まぁ、もちろん?もし外れてたとしても責めるつもりないけどね。
驚きと、申し訳なさで一杯になった彼女は涙を堪えているようにも見えた。
「でも…私が無茶しなきゃ、カオル先輩がこんなっ…」
この子は、きっと責任感が強いんだと思う。俺が彼女の唇をそっと指でおさえると、彼女は再び驚き黙り込んだ。
…参ったなぁ…。俺…重症かも…。
「千咲ちゃん?あの時さ、なんで俺がボールよりも千咲ちゃんに目が行ってたかわかる?」
彼女がわかるわけもない話。彼女は首を横に振った。
俺だって、あの時はわからなかった。でも…今ならわかる。
………。なぜなら…
「俺が千咲ちゃんのこと好きだから。」
…あの時、俺は正直負ける気がしていなかった。止めた、と確信したから。でも違った。あの時見えた千咲ちゃんの笑った顔。全力でぶつかって、楽しんでいる顔だった。

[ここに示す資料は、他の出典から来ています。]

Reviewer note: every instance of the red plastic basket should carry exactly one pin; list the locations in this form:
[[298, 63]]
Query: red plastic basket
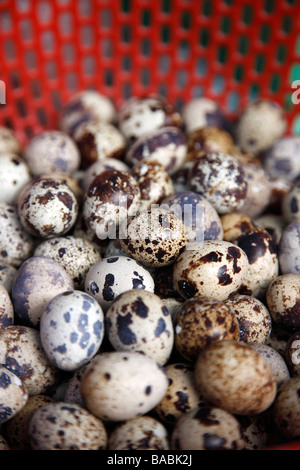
[[230, 50]]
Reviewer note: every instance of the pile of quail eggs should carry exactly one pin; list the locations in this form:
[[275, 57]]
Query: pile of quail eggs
[[150, 279]]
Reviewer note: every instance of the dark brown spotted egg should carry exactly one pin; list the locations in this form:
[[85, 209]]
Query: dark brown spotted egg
[[113, 275], [221, 179], [111, 198], [201, 321], [213, 268], [137, 320], [155, 237], [47, 207]]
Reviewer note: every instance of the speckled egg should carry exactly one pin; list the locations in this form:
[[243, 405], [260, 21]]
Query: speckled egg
[[64, 426], [200, 218], [201, 321], [139, 321], [283, 300], [260, 125], [111, 276], [235, 377], [112, 197], [208, 428], [138, 116], [47, 207], [51, 151], [221, 179], [141, 433], [22, 353], [202, 112], [181, 396], [85, 106], [13, 394], [16, 244], [213, 268], [167, 145], [71, 329], [14, 174], [155, 237], [6, 308], [255, 322], [76, 255], [261, 252], [37, 281], [137, 378]]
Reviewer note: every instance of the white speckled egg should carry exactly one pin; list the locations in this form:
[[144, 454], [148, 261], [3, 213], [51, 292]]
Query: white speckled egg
[[141, 433], [71, 329], [37, 281], [65, 426], [13, 394], [114, 275], [137, 320], [139, 380], [213, 268]]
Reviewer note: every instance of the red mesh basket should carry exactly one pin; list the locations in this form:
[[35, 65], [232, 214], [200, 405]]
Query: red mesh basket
[[230, 50]]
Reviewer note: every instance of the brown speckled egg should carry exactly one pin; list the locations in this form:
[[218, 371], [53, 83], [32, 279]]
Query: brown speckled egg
[[47, 207], [154, 237], [261, 252], [111, 276], [254, 319], [286, 409], [51, 151], [199, 322], [13, 394], [110, 199], [37, 281], [260, 125], [208, 428], [21, 352], [138, 116], [6, 308], [137, 320], [16, 428], [235, 377], [64, 426], [16, 244], [137, 379], [213, 268], [141, 433], [221, 179], [181, 396], [283, 300], [76, 255]]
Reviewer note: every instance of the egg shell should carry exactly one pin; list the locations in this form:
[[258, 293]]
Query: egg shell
[[201, 321], [255, 321], [111, 276], [16, 245], [64, 426], [213, 268], [181, 396], [21, 352], [141, 433], [220, 178], [208, 428], [37, 281], [235, 377], [71, 329], [138, 379], [137, 320], [47, 207], [76, 255], [13, 394], [155, 237]]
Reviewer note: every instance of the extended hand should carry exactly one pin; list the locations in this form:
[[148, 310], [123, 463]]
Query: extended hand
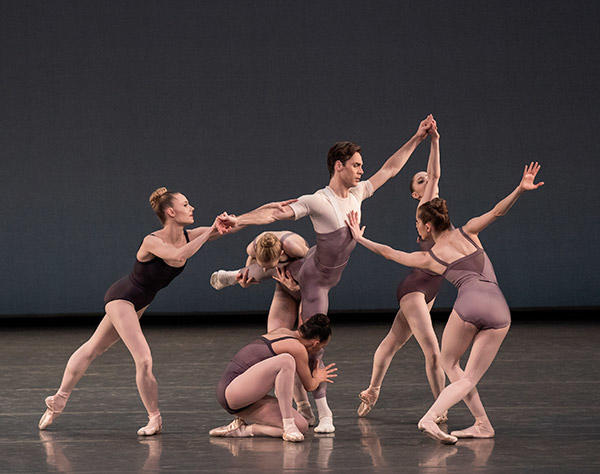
[[324, 374], [424, 126], [225, 222], [354, 225], [529, 174], [244, 280], [285, 278]]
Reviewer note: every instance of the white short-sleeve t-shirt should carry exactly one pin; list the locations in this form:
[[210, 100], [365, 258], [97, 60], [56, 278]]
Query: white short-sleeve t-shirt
[[328, 211]]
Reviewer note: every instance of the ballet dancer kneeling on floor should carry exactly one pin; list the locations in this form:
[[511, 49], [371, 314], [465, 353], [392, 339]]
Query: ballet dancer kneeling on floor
[[267, 363], [480, 315]]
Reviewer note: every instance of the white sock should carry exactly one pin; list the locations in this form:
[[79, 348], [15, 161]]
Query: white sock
[[322, 407]]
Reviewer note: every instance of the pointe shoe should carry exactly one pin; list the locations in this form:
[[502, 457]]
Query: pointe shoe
[[479, 431], [293, 435], [432, 430], [368, 399], [236, 429], [440, 420], [52, 412], [222, 279], [153, 427], [305, 410], [325, 425]]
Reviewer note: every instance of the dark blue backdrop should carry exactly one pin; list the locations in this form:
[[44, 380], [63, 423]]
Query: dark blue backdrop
[[236, 104]]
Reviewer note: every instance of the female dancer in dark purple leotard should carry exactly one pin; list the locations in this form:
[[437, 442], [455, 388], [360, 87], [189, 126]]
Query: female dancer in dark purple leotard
[[416, 295], [480, 314], [322, 268], [271, 362], [160, 258]]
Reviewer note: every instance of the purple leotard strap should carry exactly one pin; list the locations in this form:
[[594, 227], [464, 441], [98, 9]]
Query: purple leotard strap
[[437, 259], [469, 238]]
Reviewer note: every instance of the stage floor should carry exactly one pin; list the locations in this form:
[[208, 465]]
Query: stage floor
[[542, 394]]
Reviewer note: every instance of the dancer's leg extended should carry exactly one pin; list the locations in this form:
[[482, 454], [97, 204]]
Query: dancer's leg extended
[[101, 340], [397, 336], [125, 321], [486, 344]]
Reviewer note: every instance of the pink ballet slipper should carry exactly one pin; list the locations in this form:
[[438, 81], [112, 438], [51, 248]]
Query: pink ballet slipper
[[431, 429], [55, 407], [236, 429], [368, 399], [153, 427]]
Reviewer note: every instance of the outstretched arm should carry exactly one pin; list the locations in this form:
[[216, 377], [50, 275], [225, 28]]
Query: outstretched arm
[[159, 248], [477, 224], [434, 169], [395, 163], [265, 214], [413, 259]]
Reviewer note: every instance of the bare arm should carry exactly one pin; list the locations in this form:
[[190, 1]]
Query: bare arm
[[413, 259], [310, 380], [477, 224], [265, 214], [156, 246], [434, 169], [396, 162]]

そして俺は、その気持ちに負けた。それと同時に心が彼女に惹きつけられた。
「実はさ、俺自身もこの気持ちにさっき気づいたんだ。だから、まだ返事とかは良いし…千咲ちゃんが気まずかったら、返事もいらない。ただ伝えたかっただけだから。」
俺の言葉に千咲ちゃんは何も言わなかった。というより、言えなかったのだろう。パニックで。
そんな彼女の姿に笑みがこぼれた。

今まで沢山の女の子達を見てきた。皆それぞれ可愛いと思うけど、別に他の感情はなかった。持てなかった。
けど、この子は違うみたいだ。初めてなんだ。
この子に感じたもの…それは今まで知らなかった感情。
きっと…もっとハマっていくのかな、君に。